La crisis política de Hong Kong se está convirtiendo en un desafío mayor para el Partido Comunista de China (PCCh) en un año de extrema sensibilidad por muchos motivos. Cabe imaginar que la determinación que se observa en los millones de hongkoneses que se manifiestan semana tras semana habrá incrementado en paralelo la inquietud de los líderes chinos. En los últimos días, Beijing ha subido el tono de su respuesta. De una parte, intensificando sus denuncias acerca de la intervención de países extranjeros calificando las protestas de “una fabricación estadounidense”; de otra, dejando entrever el posible recurso al ejército si las movilizaciones desbordan lo admisible en un “estado de derecho”.
Pero la crisis de confianza que resume la relación de buena parte de la sociedad hongkonesa con Beijing viene de lejos. No se trata solo de la ley de extradición sino de la asfixiante sensación de un excesivo incremento de la influencia del continente en el territorio, quizá anticipo de la liquidación de las libertades políticas de la región. Quienes llevan la delantera en las manifestaciones llevan también la cuenta: son aquellos que en 2047, dentro de 28 años, se hallarán en la plenitud de sus vidas debiendo afrontar entonces la extinción del estatus actual en virtud de los acuerdos firmados por China y Reino Unido en 1984.
La impaciencia de las autoridades centrales por avanzar en la erosión de facto del marco instituido de “un país, dos sistemas” ha recibido siempre varapalos notorios por parte de la sociedad hongkonesa consolidando, en paralelo, un abismo interior, el que cuestiona la propia representatividad de un Consejo Legislativo y un poder ejecutivo que deben lealtad al poder central pero que no pueden hacer oídos sordos al clamor social. La reacción popular paralizó en 2003 la reforma del artículo 23 de su Ley Básica o en 2014 echó por tierra una reforma electoral que distorsionaba el ejercicio del sufragio directo. Este descalabro humillante para las autoridades centrales llevó a la parálisis de la reforma política pero también dio paso a medidas coercitivas acupunturales que lejos de atemorizar a la población incrementaron la inquietud y la preocupación sobre los apetitos intrusivos y autoritarios del poder central.

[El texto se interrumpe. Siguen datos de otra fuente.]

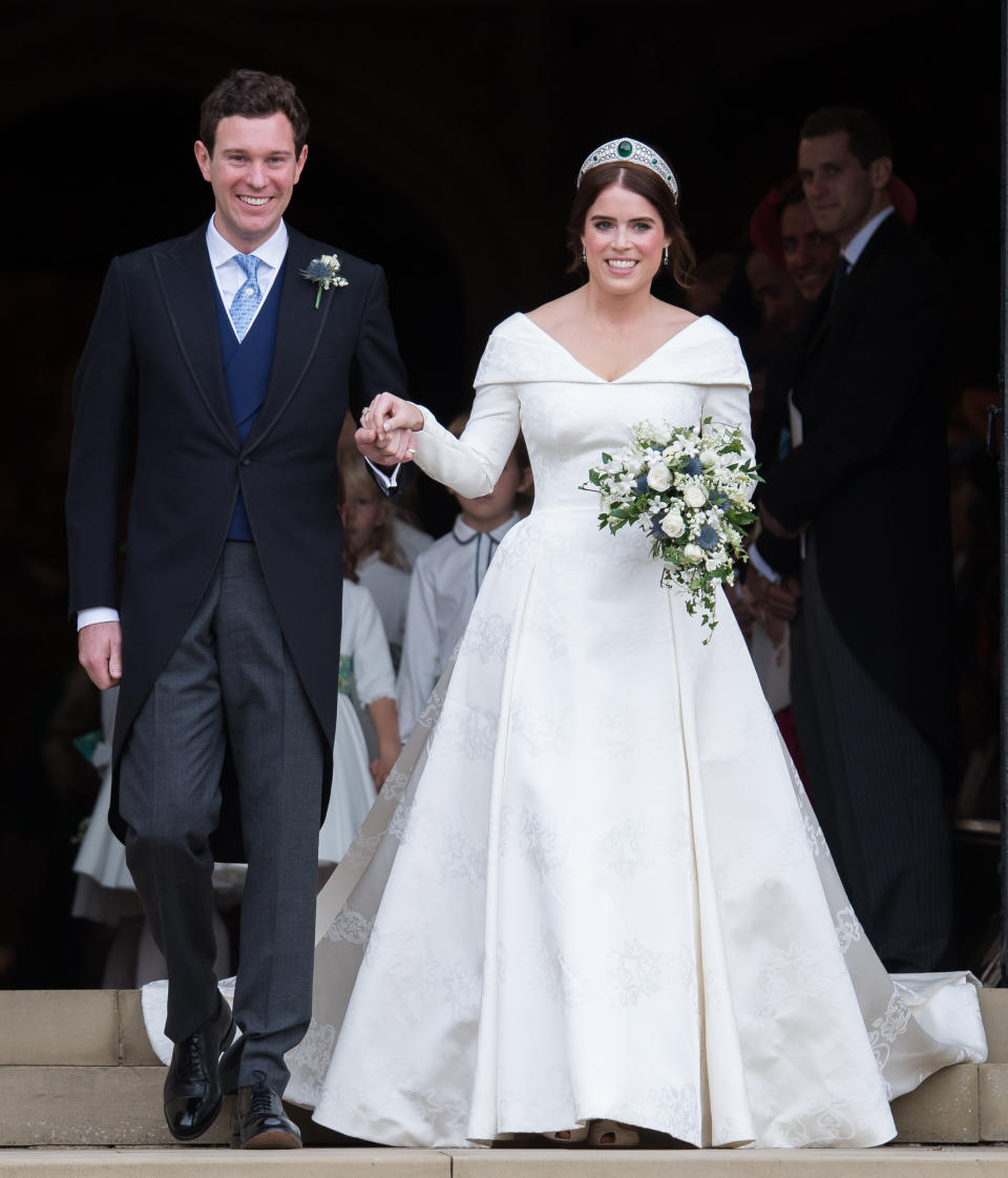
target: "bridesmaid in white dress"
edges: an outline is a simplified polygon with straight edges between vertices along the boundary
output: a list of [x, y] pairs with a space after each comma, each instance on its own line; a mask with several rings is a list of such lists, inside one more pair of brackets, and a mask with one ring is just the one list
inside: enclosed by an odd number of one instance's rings
[[[318, 861], [338, 863], [374, 802], [399, 753], [396, 673], [374, 598], [349, 577], [343, 580], [339, 631], [339, 714], [332, 747], [332, 792], [318, 839]], [[366, 708], [379, 740], [367, 755], [356, 702]]]
[[748, 432], [735, 338], [650, 293], [688, 271], [675, 198], [645, 145], [593, 152], [586, 282], [497, 327], [462, 438], [386, 393], [358, 434], [473, 497], [520, 428], [536, 503], [319, 896], [286, 1097], [353, 1137], [875, 1145], [986, 1058], [969, 975], [891, 979], [867, 942], [727, 601], [704, 646], [579, 490], [642, 419]]

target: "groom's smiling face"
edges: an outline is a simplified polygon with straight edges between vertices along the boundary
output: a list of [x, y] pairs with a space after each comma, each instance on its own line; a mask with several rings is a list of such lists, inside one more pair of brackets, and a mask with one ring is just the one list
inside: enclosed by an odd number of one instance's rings
[[263, 118], [221, 119], [213, 152], [197, 141], [197, 164], [213, 187], [214, 225], [236, 250], [251, 253], [272, 236], [307, 153], [307, 146], [296, 150], [291, 120], [279, 111]]

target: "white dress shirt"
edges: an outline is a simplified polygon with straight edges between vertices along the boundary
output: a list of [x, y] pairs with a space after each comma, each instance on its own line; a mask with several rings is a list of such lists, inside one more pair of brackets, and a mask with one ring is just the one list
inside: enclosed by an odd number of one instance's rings
[[[241, 266], [234, 260], [236, 256], [240, 253], [240, 250], [236, 250], [234, 246], [225, 240], [220, 233], [217, 231], [217, 226], [213, 224], [217, 219], [217, 213], [210, 218], [206, 226], [206, 249], [210, 253], [210, 264], [213, 267], [213, 278], [217, 283], [217, 289], [220, 292], [220, 300], [224, 303], [224, 309], [227, 311], [228, 319], [231, 318], [231, 304], [234, 302], [234, 296], [241, 290], [241, 287], [248, 282], [248, 276], [241, 269]], [[259, 269], [256, 271], [256, 280], [259, 283], [259, 290], [263, 292], [263, 297], [259, 299], [259, 305], [256, 307], [256, 315], [248, 324], [248, 327], [256, 322], [256, 316], [263, 310], [263, 304], [272, 290], [273, 279], [277, 277], [277, 271], [284, 264], [284, 258], [287, 256], [287, 226], [284, 224], [283, 218], [280, 224], [273, 231], [272, 237], [267, 237], [261, 245], [257, 245], [252, 253], [259, 259]], [[232, 329], [234, 327], [234, 322], [231, 323]], [[236, 337], [238, 332], [236, 332]]]

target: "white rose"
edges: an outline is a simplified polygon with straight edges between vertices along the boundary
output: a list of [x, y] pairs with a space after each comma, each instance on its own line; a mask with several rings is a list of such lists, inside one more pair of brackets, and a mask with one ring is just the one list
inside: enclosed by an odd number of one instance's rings
[[672, 472], [663, 462], [648, 471], [648, 485], [652, 491], [667, 491], [672, 485]]
[[687, 501], [688, 507], [702, 508], [707, 503], [707, 491], [699, 483], [690, 483], [685, 491], [683, 491], [683, 498]]
[[662, 521], [662, 531], [669, 540], [678, 540], [685, 530], [687, 525], [683, 523], [683, 517], [678, 511], [670, 511]]

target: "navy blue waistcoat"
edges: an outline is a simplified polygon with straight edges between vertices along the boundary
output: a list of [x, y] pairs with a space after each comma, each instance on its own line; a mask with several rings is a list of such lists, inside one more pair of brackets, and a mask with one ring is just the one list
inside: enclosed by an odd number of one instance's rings
[[[277, 346], [277, 320], [280, 317], [280, 294], [284, 290], [284, 266], [281, 265], [265, 303], [252, 323], [241, 343], [234, 335], [234, 327], [224, 306], [220, 291], [214, 285], [217, 294], [217, 326], [220, 331], [220, 358], [224, 362], [224, 382], [227, 385], [227, 401], [238, 429], [238, 437], [244, 443], [248, 437], [270, 384], [273, 370], [273, 351]], [[227, 529], [228, 540], [252, 540], [252, 528], [245, 510], [245, 499], [238, 492], [234, 515]]]

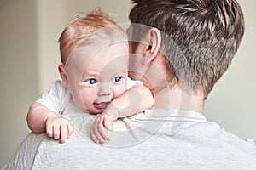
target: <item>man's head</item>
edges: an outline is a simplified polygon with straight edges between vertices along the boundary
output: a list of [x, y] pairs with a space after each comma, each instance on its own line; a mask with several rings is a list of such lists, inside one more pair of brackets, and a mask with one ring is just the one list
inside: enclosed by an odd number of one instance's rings
[[60, 50], [60, 75], [79, 107], [102, 113], [126, 90], [126, 35], [105, 13], [95, 10], [69, 24]]
[[[132, 39], [161, 34], [164, 68], [184, 90], [205, 98], [226, 71], [244, 33], [244, 19], [236, 0], [133, 0]], [[143, 26], [143, 25], [148, 26]], [[149, 33], [148, 33], [149, 32]], [[140, 39], [138, 39], [140, 41]], [[132, 43], [135, 52], [138, 42]], [[152, 47], [153, 44], [148, 44]]]

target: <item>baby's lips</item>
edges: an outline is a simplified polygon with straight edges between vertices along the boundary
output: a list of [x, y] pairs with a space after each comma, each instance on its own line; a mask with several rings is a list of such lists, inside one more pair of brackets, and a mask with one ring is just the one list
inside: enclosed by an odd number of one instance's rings
[[96, 109], [106, 109], [110, 102], [94, 103], [93, 105]]

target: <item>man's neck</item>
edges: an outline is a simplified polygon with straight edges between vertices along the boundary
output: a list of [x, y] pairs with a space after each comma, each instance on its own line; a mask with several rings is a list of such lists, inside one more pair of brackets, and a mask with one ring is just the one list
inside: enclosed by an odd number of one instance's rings
[[175, 109], [203, 113], [204, 97], [201, 93], [186, 92], [177, 84], [172, 87], [163, 87], [161, 84], [161, 87], [155, 87], [154, 89], [154, 109]]

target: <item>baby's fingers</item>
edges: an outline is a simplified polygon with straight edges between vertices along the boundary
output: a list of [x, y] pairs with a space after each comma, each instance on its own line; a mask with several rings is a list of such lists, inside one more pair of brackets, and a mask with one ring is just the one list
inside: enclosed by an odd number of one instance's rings
[[61, 126], [61, 139], [60, 143], [63, 144], [67, 139], [68, 129], [67, 125]]

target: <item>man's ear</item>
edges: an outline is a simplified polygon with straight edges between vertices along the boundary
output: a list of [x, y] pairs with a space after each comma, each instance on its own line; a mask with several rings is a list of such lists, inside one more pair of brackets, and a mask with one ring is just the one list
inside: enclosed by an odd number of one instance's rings
[[146, 43], [148, 44], [144, 48], [145, 63], [149, 63], [156, 56], [161, 45], [161, 34], [157, 28], [151, 28], [145, 35]]
[[63, 82], [64, 85], [67, 88], [68, 87], [67, 76], [67, 75], [65, 74], [65, 71], [64, 71], [64, 65], [62, 65], [62, 64], [59, 65], [58, 70], [59, 70], [59, 73], [60, 73], [60, 76], [62, 79], [62, 82]]

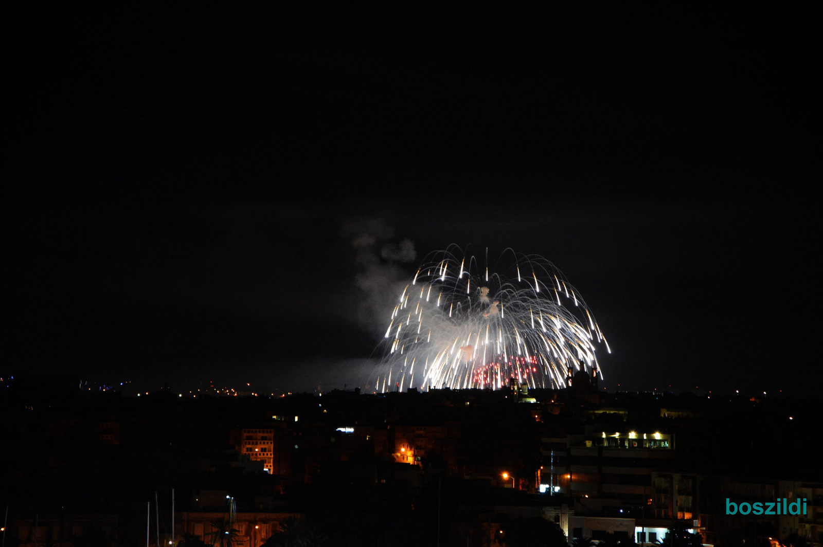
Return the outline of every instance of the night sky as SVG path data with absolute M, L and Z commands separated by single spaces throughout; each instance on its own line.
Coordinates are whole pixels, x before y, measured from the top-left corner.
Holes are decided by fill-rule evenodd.
M 414 7 L 21 16 L 4 373 L 352 387 L 456 243 L 560 267 L 610 390 L 819 392 L 810 14 Z

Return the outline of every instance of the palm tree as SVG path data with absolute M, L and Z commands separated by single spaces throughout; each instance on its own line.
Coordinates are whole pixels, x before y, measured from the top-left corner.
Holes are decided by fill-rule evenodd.
M 216 547 L 231 547 L 237 540 L 240 531 L 232 528 L 225 517 L 215 518 L 211 522 L 214 531 L 209 534 L 212 545 Z
M 320 531 L 295 517 L 286 519 L 280 527 L 280 531 L 266 540 L 263 547 L 323 547 L 328 540 Z

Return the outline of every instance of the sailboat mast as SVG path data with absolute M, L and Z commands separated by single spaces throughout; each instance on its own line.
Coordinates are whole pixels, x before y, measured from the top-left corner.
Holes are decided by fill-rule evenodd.
M 157 503 L 157 490 L 155 490 L 155 534 L 157 537 L 157 545 L 160 547 L 160 503 Z

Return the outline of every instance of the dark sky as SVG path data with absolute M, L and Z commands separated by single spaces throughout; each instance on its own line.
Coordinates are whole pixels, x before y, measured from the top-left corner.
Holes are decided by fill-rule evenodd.
M 810 14 L 415 7 L 21 17 L 3 369 L 351 386 L 457 243 L 563 270 L 611 389 L 819 390 Z

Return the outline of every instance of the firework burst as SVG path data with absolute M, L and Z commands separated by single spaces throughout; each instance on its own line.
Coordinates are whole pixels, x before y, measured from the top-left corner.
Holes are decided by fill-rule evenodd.
M 602 378 L 611 353 L 579 292 L 536 255 L 504 253 L 500 273 L 455 246 L 430 254 L 398 296 L 377 391 L 565 387 L 570 369 Z

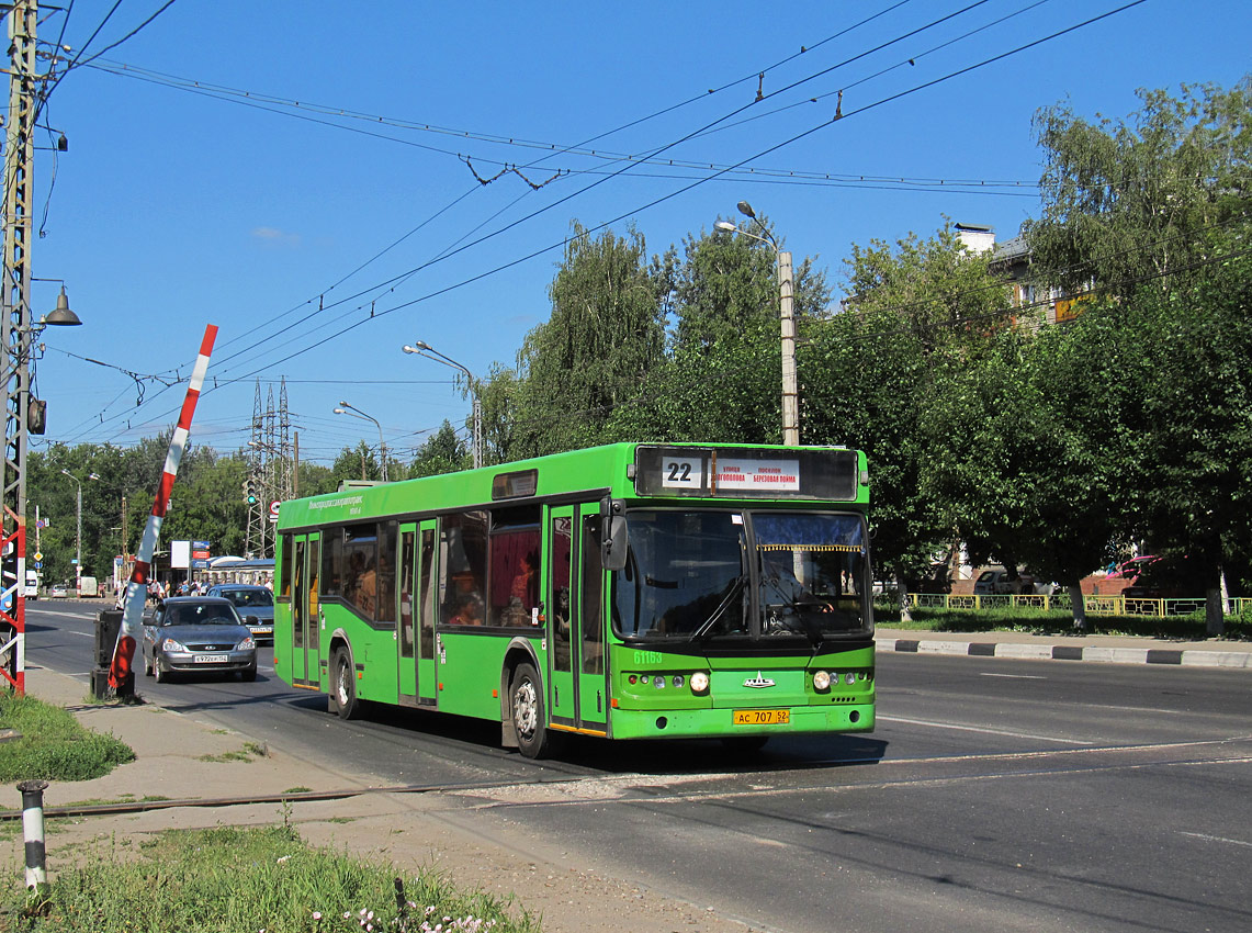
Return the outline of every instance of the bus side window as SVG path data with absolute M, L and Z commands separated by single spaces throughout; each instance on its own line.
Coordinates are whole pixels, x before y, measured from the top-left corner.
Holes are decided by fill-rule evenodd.
M 443 625 L 482 625 L 482 582 L 487 579 L 487 513 L 444 516 L 441 531 L 439 592 Z

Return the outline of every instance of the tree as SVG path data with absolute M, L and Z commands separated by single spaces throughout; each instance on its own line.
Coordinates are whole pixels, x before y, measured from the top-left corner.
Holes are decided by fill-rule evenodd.
M 520 457 L 598 443 L 665 349 L 660 288 L 637 230 L 592 239 L 575 222 L 548 294 L 552 316 L 518 352 L 511 446 Z
M 338 487 L 344 480 L 381 481 L 383 475 L 373 448 L 364 441 L 358 441 L 356 447 L 344 447 L 339 451 L 339 456 L 331 465 L 331 477 Z
M 431 435 L 417 448 L 417 456 L 409 466 L 412 477 L 452 473 L 470 466 L 470 450 L 457 437 L 452 422 L 444 420 L 439 430 Z
M 774 235 L 767 220 L 764 229 Z M 689 235 L 684 258 L 654 262 L 671 339 L 642 396 L 615 415 L 610 440 L 781 441 L 776 253 L 752 237 Z M 825 317 L 830 289 L 805 258 L 794 276 L 799 321 Z
M 948 228 L 894 248 L 854 245 L 848 265 L 849 309 L 814 326 L 800 358 L 803 436 L 865 450 L 875 560 L 895 577 L 906 619 L 905 579 L 929 570 L 958 534 L 926 492 L 943 456 L 926 421 L 936 372 L 968 358 L 1003 321 L 1007 294 L 987 257 Z
M 1229 91 L 1139 96 L 1132 123 L 1040 111 L 1044 212 L 1024 232 L 1045 281 L 1093 287 L 1121 307 L 1109 313 L 1122 334 L 1112 352 L 1139 377 L 1108 428 L 1133 490 L 1123 522 L 1153 550 L 1204 565 L 1207 627 L 1218 632 L 1219 567 L 1248 523 L 1236 480 L 1247 467 L 1247 377 L 1236 361 L 1247 352 L 1252 78 Z
M 1141 90 L 1139 99 L 1129 121 L 1090 124 L 1063 104 L 1035 116 L 1044 205 L 1023 233 L 1052 284 L 1168 294 L 1178 274 L 1206 262 L 1207 230 L 1246 223 L 1252 76 L 1228 91 L 1184 84 L 1178 98 Z

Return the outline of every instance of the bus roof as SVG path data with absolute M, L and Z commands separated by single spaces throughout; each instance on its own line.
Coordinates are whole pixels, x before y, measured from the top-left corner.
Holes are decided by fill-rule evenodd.
M 700 455 L 715 455 L 721 457 L 722 462 L 727 462 L 727 457 L 736 451 L 745 453 L 754 451 L 756 460 L 761 460 L 765 453 L 774 453 L 777 462 L 790 462 L 798 456 L 821 456 L 841 451 L 850 460 L 855 478 L 851 480 L 849 488 L 851 495 L 839 497 L 839 501 L 868 502 L 864 455 L 848 451 L 844 447 L 627 442 L 566 451 L 417 480 L 402 480 L 368 487 L 348 487 L 338 492 L 288 500 L 279 510 L 278 527 L 280 530 L 300 528 L 364 521 L 389 515 L 502 506 L 511 501 L 578 492 L 596 496 L 636 497 L 640 495 L 636 492 L 636 468 L 640 463 L 641 448 L 654 453 L 672 452 L 680 457 L 687 452 L 697 458 Z M 777 487 L 770 488 L 769 492 L 774 498 L 788 497 L 786 492 Z M 699 491 L 695 491 L 695 495 L 699 495 Z M 724 493 L 724 496 L 727 495 L 730 493 Z M 756 497 L 760 495 L 756 493 Z M 811 501 L 813 496 L 803 496 L 801 498 Z

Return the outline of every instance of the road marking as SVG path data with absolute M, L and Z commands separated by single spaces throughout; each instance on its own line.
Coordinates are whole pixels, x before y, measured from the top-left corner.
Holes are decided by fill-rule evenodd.
M 1008 678 L 1009 680 L 1047 680 L 1047 678 L 1039 676 L 1038 674 L 988 674 L 987 671 L 980 673 L 980 678 Z
M 1012 739 L 1035 739 L 1038 741 L 1059 741 L 1063 745 L 1094 745 L 1093 741 L 1079 741 L 1078 739 L 1060 739 L 1055 735 L 1033 735 L 1030 733 L 1013 733 L 1005 729 L 983 729 L 973 725 L 955 725 L 953 723 L 931 723 L 925 719 L 900 719 L 899 716 L 878 716 L 879 723 L 904 723 L 905 725 L 924 725 L 931 729 L 957 729 L 963 733 L 983 733 L 984 735 L 1007 735 Z
M 1243 842 L 1242 839 L 1223 839 L 1219 835 L 1204 835 L 1203 833 L 1179 833 L 1179 835 L 1189 835 L 1192 839 L 1203 839 L 1206 843 L 1227 843 L 1229 845 L 1246 845 L 1252 849 L 1252 843 Z

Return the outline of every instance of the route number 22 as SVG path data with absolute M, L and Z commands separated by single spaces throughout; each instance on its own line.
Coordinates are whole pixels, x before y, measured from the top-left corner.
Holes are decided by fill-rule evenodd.
M 702 460 L 666 460 L 662 466 L 661 485 L 665 488 L 701 490 L 704 488 Z

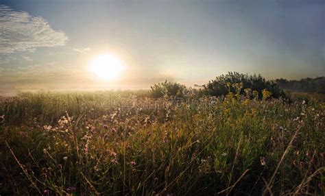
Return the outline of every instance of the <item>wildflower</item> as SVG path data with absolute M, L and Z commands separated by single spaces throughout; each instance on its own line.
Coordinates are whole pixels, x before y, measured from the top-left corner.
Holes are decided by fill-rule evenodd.
M 322 158 L 325 158 L 325 152 L 322 152 L 320 154 L 320 156 Z
M 5 115 L 0 116 L 0 123 L 3 123 L 5 121 Z
M 68 193 L 72 193 L 73 192 L 75 192 L 75 191 L 77 189 L 77 188 L 74 187 L 74 186 L 69 186 L 67 188 L 67 192 L 68 192 Z
M 195 158 L 195 153 L 192 154 L 192 159 Z
M 300 162 L 300 167 L 304 167 L 304 162 L 303 162 L 302 161 Z
M 112 159 L 111 161 L 110 161 L 112 163 L 113 163 L 114 164 L 119 164 L 119 162 L 117 161 L 117 158 L 114 158 Z
M 44 128 L 44 130 L 45 130 L 45 131 L 50 131 L 52 129 L 52 126 L 51 126 L 51 125 L 44 125 L 43 128 Z
M 266 165 L 265 158 L 264 156 L 261 157 L 261 164 L 263 165 L 263 166 Z
M 262 95 L 263 95 L 263 99 L 265 100 L 269 97 L 271 97 L 271 95 L 272 95 L 272 93 L 268 91 L 267 90 L 264 89 L 263 90 L 262 90 Z
M 49 195 L 49 190 L 48 188 L 45 188 L 43 191 L 43 193 L 45 195 Z

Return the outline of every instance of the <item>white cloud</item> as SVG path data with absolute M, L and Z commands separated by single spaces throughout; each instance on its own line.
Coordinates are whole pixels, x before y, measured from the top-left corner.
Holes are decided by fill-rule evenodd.
M 52 29 L 42 17 L 0 5 L 0 53 L 64 46 L 67 40 L 63 32 Z
M 79 53 L 87 53 L 91 51 L 90 48 L 84 48 L 84 49 L 73 49 L 74 51 L 79 52 Z

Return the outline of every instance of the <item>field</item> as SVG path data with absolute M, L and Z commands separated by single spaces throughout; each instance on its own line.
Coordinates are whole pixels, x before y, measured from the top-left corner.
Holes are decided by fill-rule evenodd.
M 264 93 L 2 97 L 0 194 L 324 195 L 324 106 Z

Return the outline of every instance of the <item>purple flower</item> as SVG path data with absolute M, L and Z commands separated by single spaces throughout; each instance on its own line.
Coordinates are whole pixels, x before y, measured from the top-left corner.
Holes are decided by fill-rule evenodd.
M 45 188 L 43 191 L 43 193 L 45 195 L 49 195 L 49 190 L 48 188 Z
M 67 192 L 68 192 L 68 193 L 73 193 L 76 189 L 77 189 L 77 188 L 75 188 L 75 187 L 74 187 L 74 186 L 69 186 L 68 188 L 67 188 Z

La apuesta por la represión y las contramanifestaciones se ha demostrado totalmente insuficiente. Tampoco dio resultado el anuncio de la retirada del proyecto de ley de extradición. Incluso la defenestración de Carrie Lam, que se da por descontada a la espera del momento oportuno, llegará siempre tarde. El principal aliado del PCCh en la región, el pragmatismo de los ejecutivos que nadan en la abundancia explotando los lazos con el continente, se encuentra desorientado ante lo abrumador de la adhesión cívica a los anhelos democráticos.
La superioridad e infalibilidad de las políticas del PCCh está en entredicho. La mera evocación del uso a gran escala de la fuerza como alternativa implica reconocer un fracaso político de alcance que echa por tierra la sagrada teoría de que la proximidad cultural y civilizatoria, administrada según su magisterio, es garantía de unidad y estabilidad en el mundo chino. No obstante, todo indica que allá donde se conoce, el ingrediente democrático no es prescindible sin más. Por eso, para el PCCh, quienes se manifiestan en Hong Kong solo pueden ser “anti-chinos”.
Para el PCCh, la importancia de Hong Kong ya no deviene de su peso económico. En 1997 representaba el 20 por ciento de su PIB, ahora menos del 3 por ciento. La economía de la vecina Shenzhen ya le supera. Lo que se libra es un pulso de influencias y hegemonías entre el modelo liberal y el autocrático. Y va para largo.